Published Dec 11, 2008It's no small task opening for Metallica, but hopefuls the Sword did a more than capable job: their throwback stoner sound filled up the arena nicely, even if they seemed a bit out of their element on such a huge stage. Lamb of God played it up like the vets they've become, showcasing one new tune amongst a great 45-minute set. They moved around the stage like it was theirs, but we all know who's show it really was.
Taking full advantage of the strange yet fun setup, which found the stage, with mics placed around all four sides, in the middle of the room, the legends of metal came out in full force, launching into "That Was Just Your Life" and following it up with "The End of the Line," both off of the recent Death Magnetic. A bold move, considering the sheer length of these new songs, but it worked great as an opener. From there it was a healthy mix of classics ("For Whom the Bell Tolls," "One," "Battery," "Master of Puppets," "No Remorse") and new material ("Cyanide," "The Day that Never Comes," "Broken, Beat and Scarred"), all delivered with a surprising amount of energy, as if these guys are still in their 20s.
The new material comes across better live than on the album, where the strange production and over-long songs get distracting. Noticeably, the band played nothing off of Load, ReLoad or St. Anger, but I didn't hear any complaints.

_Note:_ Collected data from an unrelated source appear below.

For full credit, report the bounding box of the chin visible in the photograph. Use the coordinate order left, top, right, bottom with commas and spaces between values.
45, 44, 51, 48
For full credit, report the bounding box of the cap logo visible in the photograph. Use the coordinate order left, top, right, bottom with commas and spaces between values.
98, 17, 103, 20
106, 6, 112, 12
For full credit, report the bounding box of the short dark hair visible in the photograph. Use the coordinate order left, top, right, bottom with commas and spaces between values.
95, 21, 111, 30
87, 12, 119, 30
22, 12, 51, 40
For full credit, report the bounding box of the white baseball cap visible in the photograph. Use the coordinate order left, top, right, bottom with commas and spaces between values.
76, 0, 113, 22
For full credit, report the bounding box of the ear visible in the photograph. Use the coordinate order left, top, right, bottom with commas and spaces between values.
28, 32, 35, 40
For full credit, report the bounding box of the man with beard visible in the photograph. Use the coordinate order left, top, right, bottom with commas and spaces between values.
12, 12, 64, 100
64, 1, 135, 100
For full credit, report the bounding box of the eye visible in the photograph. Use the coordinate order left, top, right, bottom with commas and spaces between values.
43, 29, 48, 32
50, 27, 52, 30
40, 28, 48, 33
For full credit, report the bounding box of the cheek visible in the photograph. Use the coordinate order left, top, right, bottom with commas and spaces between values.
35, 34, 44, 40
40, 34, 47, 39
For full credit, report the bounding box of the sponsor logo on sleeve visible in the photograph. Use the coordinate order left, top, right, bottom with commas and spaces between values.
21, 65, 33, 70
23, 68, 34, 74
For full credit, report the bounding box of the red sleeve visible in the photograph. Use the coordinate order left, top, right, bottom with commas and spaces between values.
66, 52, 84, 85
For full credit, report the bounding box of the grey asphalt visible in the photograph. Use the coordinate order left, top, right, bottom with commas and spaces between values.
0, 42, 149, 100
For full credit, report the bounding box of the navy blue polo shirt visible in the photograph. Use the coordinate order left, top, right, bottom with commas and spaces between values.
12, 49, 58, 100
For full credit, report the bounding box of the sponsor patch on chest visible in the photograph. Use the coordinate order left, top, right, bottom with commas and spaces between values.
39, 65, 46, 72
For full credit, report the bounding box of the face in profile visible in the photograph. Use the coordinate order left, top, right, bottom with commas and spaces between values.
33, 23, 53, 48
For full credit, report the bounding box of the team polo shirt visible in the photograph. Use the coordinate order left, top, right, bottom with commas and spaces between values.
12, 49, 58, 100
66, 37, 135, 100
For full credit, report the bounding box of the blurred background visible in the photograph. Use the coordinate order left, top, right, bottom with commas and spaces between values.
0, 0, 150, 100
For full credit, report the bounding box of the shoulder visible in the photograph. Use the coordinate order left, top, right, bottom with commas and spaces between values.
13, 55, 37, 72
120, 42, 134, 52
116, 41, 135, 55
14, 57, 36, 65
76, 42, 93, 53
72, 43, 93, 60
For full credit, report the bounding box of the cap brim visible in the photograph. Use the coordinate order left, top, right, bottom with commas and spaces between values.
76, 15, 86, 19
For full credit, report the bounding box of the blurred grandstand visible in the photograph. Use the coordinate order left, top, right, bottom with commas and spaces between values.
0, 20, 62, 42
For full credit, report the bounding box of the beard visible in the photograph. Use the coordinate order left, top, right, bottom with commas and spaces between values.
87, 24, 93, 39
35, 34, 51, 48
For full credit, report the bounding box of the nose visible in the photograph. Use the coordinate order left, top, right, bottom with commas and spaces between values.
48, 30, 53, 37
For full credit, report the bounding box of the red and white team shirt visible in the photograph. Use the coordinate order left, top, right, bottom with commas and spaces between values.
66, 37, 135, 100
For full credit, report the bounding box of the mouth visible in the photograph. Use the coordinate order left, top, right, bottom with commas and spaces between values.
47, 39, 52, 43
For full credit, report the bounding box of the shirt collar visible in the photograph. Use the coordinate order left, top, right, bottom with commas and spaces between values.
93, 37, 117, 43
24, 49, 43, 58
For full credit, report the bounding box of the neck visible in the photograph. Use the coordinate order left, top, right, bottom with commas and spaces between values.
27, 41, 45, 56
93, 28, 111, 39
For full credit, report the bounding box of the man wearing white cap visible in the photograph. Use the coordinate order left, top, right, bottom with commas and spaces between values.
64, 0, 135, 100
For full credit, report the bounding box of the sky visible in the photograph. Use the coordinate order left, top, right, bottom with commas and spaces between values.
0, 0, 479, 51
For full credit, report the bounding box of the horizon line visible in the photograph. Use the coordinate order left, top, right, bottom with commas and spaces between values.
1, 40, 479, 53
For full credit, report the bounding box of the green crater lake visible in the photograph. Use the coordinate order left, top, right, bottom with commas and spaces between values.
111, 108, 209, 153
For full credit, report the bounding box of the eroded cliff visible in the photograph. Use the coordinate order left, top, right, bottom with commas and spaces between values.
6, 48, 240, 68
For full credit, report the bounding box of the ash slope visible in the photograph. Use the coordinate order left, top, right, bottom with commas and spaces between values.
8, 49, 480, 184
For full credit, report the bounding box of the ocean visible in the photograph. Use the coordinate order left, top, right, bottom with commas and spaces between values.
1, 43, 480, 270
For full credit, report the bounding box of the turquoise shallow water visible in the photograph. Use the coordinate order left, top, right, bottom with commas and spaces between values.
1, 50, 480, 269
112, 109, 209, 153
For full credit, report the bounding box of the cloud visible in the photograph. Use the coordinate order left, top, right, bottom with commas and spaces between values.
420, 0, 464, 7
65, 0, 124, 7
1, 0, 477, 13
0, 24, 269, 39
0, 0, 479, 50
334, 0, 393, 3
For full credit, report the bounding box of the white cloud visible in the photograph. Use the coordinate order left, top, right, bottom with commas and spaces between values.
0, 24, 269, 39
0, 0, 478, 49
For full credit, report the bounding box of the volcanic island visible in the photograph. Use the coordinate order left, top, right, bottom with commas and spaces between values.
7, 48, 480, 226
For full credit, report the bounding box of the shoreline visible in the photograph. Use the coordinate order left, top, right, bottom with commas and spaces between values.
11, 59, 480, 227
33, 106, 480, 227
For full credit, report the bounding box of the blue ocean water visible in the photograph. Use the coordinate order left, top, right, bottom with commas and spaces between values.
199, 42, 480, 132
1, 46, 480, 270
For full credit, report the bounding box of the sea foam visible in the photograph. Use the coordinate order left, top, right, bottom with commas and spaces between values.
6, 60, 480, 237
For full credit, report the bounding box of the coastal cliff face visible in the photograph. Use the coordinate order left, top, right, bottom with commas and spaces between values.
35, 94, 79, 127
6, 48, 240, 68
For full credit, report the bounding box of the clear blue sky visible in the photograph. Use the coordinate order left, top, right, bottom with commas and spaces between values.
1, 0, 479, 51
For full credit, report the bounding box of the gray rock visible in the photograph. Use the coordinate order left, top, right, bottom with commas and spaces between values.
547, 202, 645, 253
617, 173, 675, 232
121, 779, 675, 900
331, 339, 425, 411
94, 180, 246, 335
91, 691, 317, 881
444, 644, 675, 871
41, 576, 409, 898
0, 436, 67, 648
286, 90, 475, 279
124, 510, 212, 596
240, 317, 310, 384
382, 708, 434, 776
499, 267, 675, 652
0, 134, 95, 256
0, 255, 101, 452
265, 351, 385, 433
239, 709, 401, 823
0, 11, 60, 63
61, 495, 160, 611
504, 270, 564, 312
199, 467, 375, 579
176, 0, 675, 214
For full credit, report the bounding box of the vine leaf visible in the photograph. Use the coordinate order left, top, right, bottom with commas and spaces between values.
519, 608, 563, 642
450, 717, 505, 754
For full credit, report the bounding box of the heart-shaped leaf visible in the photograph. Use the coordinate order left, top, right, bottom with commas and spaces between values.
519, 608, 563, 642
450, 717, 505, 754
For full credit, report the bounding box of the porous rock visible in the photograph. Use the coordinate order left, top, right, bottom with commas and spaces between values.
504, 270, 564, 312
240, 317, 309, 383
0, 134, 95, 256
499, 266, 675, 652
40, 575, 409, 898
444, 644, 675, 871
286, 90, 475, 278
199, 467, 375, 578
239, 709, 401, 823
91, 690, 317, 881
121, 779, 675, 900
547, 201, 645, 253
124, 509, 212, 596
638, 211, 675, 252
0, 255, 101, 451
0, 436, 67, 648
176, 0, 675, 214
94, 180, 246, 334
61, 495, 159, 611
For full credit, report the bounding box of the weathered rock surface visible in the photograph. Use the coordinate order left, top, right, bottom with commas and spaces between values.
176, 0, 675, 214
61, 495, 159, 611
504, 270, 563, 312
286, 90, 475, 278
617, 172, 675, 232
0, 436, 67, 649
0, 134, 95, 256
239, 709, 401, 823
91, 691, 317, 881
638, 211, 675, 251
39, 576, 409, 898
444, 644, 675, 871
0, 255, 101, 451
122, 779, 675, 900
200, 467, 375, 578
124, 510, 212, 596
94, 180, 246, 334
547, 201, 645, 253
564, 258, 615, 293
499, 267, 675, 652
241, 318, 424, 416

By the time Metallica played their final encore, a loose and lively version of "Seek and Destroy," with the house lights on for the whole song and a sea of Metallica beach balls tossed down from the rafters onto an unsuspecting audience, their smiles said it all - this is a Metallica celebrating life, not the Metallica that has been celebrating death for so many years. And they've never sounded better.